Editorial da Folha, 03/08/2023

De volta ao vermelho


Déficit das contas do governo acentua dúvidas em relação ao plano de ajuste


Era previsível que as contas do governo federal voltariam ao vermelho, o que se confirmou no fechamento do resultado do primeiro semestre deste 2023. Mais preocupante é que as perspectivas de reequilíbrio permanecem nebulosas.


De acordo com o balanço do Tesouro Nacional, as despesas primárias —com pessoal, custeio administrativo, benefícios sociais e investimentos— superaram as receitas em R$ 42,5 bilhões, de janeiro a julho último. Trata-se de uma reviravolta ante o superávit de R$ 54,3 bilhões obtido em período correspondente do ano passado.

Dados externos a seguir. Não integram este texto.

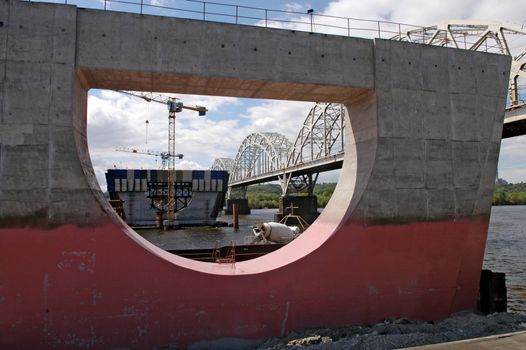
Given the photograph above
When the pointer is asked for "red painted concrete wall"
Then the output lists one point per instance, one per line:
(403, 235)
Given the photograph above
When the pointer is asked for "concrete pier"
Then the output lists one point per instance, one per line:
(403, 235)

Decerto que o saldo positivo anterior se devia, em grande parte, a recordes temporários da arrecadação em razão da disparada de preços do petróleo. Também é fato que as contas já mostravam deterioração no final da gestão de Jair Bolsonaro (PL), com a ofensiva tresloucada e malsucedida pela reeleição.


A questão, como se sabe, é que Luiz Inácio Lula da Silva não se limitou a aumentar a despesa prevista neste ano para contemplar a justa e necessária preservação dos novos valores do Bolsa Família —o petista decidiu promover uma ampla elevação de programas já no início de seu terceiro mandato.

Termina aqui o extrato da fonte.